KANSAS CITY, Mo. – Saturday marks the end of nationwide moratorium on evictions, as well as relief money for renters tied to the pandemic.

In Kansas City, nearly $8 million in relief funding has gone to struggling renters. But the moratorium ends this weekend, and although 58% of Kansas City’s allotment of money has been handed out, there are more who need help staying in their homes.

Close to 1,700 Kansas City households took advantage of the money, keeping them from being sent to the streets.

“It’s sad that we find ourselves in this position,” Mason Andrew Kilpatrick, a spokesperson for KC Tenants said Friday. “I had a call earlier today with a tenant who is moving out of their house tomorrow, and she doesn’t have a place to stay.”

Phones continue to ring at KC Tenants, an advocacy group that’s fighting to protect renters from evictions.

Kilpatrick said lawmakers could extend the moratorium if they wanted to. However, the Centers for Disease Control and Prevention has already extended it twice, and there’s no indication that will happen again.

KC Tenants has complained about the process of applying for relief, and that doing so online is unfair since some people don’t have internet access.

“A lot of these tenants and programs just need more time. A lot of these city officials and these city court judges aren’t doing anything, even thought they have the authority to do so,” Kilpatrick said.

Kansas City’s Department of Housing and Neighborhoods received nearly 7,000 applications for assistance. Another round of funding is expected by September from federal government levels.

“The need is great. I think we all know that.

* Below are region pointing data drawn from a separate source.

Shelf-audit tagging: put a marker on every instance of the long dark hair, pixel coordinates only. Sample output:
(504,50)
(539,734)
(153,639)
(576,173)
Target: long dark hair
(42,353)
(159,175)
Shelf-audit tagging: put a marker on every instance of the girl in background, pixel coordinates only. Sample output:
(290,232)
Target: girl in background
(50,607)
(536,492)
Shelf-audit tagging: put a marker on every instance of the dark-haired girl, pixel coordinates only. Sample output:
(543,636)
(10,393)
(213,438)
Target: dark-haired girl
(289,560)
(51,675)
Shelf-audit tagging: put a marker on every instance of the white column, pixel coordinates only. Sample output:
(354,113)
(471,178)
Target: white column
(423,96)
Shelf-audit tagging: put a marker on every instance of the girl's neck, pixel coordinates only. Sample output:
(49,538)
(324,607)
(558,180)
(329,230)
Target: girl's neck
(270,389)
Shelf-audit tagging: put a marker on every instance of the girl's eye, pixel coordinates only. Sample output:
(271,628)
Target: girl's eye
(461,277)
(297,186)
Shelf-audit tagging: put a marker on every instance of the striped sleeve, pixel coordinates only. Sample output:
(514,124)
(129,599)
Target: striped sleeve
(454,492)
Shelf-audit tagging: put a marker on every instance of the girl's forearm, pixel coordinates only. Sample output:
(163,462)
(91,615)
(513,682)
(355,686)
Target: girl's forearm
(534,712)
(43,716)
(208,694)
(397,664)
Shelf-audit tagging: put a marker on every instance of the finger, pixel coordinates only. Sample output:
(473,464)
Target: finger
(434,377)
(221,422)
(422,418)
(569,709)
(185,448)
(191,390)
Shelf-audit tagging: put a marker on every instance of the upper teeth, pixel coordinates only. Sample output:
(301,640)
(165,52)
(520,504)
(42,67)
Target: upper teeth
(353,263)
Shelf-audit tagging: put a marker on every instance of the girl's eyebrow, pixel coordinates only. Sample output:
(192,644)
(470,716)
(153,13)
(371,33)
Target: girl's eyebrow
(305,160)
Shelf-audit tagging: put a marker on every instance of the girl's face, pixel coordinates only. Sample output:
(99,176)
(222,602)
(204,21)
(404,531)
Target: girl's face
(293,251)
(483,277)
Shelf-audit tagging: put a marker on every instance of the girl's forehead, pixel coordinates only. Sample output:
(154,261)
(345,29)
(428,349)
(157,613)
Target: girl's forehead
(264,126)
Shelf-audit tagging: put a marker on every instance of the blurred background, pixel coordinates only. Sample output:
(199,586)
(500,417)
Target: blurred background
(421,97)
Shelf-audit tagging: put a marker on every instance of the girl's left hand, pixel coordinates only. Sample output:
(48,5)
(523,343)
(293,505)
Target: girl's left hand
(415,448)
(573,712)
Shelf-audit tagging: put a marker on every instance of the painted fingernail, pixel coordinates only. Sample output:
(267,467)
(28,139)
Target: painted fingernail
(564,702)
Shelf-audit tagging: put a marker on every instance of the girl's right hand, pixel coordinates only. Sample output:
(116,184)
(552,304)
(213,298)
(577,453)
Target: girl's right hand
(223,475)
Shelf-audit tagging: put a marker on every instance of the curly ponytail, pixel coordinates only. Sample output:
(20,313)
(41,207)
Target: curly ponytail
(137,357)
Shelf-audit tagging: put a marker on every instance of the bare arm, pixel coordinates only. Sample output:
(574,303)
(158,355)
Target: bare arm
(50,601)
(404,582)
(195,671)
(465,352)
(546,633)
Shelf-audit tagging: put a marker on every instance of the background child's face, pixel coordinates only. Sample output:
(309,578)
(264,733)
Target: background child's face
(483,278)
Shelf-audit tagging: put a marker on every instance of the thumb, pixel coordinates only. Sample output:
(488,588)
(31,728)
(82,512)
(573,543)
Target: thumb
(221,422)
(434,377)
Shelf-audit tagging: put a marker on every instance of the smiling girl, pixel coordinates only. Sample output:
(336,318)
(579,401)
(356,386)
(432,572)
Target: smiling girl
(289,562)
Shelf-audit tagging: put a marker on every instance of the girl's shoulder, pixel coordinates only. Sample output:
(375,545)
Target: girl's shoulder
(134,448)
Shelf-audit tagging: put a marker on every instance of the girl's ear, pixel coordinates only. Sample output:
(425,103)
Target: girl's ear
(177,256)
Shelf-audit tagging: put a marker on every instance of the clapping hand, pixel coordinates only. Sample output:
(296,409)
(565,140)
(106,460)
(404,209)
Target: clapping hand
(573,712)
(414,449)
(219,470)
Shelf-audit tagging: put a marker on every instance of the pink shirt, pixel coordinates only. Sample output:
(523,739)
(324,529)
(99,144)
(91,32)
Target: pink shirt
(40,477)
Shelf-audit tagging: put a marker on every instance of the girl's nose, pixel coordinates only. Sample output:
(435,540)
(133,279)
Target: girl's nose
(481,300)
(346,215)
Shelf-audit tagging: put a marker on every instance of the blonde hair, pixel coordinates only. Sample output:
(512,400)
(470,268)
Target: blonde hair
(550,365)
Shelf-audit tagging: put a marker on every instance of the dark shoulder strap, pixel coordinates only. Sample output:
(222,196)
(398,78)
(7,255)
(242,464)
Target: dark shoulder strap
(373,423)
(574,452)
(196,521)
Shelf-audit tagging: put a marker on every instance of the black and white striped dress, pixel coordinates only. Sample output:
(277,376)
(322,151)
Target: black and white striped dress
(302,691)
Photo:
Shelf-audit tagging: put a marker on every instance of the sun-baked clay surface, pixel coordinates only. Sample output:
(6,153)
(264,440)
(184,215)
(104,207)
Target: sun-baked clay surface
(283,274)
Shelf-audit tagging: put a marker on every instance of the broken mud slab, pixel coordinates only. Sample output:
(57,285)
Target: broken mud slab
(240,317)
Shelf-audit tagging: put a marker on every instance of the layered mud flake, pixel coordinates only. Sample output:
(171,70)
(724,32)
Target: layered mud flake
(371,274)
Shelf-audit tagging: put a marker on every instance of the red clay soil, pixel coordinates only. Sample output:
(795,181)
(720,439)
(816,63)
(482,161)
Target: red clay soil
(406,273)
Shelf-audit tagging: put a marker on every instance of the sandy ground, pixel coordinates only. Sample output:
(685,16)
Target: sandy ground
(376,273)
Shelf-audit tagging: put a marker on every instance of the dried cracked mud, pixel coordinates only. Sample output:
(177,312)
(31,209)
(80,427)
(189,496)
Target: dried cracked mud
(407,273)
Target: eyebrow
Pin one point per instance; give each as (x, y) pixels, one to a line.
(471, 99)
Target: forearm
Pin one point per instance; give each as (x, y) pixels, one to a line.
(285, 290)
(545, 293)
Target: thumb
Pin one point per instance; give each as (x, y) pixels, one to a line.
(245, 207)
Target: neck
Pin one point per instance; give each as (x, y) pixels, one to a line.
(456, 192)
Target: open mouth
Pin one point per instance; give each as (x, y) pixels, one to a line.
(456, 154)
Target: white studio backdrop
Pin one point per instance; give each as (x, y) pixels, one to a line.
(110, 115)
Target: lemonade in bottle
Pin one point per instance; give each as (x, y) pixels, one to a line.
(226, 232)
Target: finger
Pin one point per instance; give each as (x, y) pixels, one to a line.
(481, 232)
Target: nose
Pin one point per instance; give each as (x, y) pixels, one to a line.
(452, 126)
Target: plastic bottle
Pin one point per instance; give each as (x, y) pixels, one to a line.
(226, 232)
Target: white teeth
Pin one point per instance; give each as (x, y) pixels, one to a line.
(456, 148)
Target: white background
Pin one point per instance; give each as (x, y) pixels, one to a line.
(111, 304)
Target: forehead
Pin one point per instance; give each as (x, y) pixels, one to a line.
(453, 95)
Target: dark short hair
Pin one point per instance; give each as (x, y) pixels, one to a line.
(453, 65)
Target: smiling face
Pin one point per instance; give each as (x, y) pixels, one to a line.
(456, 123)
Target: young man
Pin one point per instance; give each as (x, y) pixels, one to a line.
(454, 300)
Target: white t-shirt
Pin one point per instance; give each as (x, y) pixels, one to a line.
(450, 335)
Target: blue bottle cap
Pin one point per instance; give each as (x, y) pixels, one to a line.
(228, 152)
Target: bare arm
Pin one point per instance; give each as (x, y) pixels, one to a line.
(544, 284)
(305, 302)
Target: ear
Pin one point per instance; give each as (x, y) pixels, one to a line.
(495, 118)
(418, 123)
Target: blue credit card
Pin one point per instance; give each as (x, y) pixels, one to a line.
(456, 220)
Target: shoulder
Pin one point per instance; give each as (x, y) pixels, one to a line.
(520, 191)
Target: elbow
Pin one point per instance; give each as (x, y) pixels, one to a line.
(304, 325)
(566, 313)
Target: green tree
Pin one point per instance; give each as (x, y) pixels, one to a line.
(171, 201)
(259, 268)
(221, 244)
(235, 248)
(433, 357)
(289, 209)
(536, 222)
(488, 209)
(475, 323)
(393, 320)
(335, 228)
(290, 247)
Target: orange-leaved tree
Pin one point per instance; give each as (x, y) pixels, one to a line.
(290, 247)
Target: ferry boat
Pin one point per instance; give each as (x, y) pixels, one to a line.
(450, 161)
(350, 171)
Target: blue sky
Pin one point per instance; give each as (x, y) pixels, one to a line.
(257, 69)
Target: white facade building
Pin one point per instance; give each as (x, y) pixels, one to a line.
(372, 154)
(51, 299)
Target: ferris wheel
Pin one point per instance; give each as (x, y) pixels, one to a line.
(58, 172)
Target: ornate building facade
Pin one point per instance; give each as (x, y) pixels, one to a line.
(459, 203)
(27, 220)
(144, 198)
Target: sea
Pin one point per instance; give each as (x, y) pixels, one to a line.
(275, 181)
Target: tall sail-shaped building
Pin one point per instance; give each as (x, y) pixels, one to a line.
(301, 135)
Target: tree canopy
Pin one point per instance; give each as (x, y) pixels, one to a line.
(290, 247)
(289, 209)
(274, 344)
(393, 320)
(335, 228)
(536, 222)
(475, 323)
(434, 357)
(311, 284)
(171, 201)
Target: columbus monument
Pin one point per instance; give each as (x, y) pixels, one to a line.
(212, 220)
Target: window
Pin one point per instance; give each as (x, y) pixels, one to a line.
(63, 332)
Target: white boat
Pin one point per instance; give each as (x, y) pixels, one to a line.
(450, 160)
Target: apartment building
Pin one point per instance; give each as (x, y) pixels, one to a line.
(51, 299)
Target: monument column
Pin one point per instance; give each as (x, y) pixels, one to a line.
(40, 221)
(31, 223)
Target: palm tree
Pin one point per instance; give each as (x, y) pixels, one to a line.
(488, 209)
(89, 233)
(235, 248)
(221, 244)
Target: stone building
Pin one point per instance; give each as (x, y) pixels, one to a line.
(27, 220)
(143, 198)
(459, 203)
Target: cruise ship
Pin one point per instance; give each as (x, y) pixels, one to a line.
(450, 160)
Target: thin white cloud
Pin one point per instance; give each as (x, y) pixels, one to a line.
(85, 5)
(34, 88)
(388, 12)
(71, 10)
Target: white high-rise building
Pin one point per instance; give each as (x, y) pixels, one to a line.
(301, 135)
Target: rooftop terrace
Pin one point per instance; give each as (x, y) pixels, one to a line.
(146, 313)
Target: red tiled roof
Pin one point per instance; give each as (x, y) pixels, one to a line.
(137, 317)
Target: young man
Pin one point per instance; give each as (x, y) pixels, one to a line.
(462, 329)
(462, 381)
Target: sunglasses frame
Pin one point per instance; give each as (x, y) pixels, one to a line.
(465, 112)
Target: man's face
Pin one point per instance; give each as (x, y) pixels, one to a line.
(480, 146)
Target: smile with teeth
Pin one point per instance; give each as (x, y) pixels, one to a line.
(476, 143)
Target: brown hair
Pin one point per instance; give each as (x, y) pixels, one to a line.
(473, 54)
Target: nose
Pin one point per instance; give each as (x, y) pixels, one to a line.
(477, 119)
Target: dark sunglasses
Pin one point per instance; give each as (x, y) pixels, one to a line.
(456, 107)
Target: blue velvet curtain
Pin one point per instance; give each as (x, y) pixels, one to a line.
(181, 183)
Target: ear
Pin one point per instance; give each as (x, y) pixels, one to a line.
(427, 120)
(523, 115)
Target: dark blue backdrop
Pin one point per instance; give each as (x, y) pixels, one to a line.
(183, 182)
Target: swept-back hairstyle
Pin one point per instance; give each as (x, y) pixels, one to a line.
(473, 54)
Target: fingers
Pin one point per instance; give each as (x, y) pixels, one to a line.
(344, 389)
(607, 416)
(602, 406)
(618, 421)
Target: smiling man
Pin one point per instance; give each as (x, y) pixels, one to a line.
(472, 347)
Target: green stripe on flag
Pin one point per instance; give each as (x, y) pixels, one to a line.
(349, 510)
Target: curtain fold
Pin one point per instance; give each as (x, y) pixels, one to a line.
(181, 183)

I think we are overwhelmed by the amount of people who actually need the assistance,” said John Baccala, a spokesperson for Kansas City’s Department of Housing and Neighborhoods.

Baccala said the city is exploring potential use of vacant buildings and housing to use as temporary housing for people in need.

“We’re looking at diverge housing. We’re looking at the land bank. We’re looking at the dollar homes through the land bank. There are a lot of plans out there. We’d like to have some types of faculties for 500 before the end of the year,” Baccala said.

Until September, more housing relief money is available at the state level in Missouri. Whether landlords will immediately begin evicting people on Saturday is yet to be seen.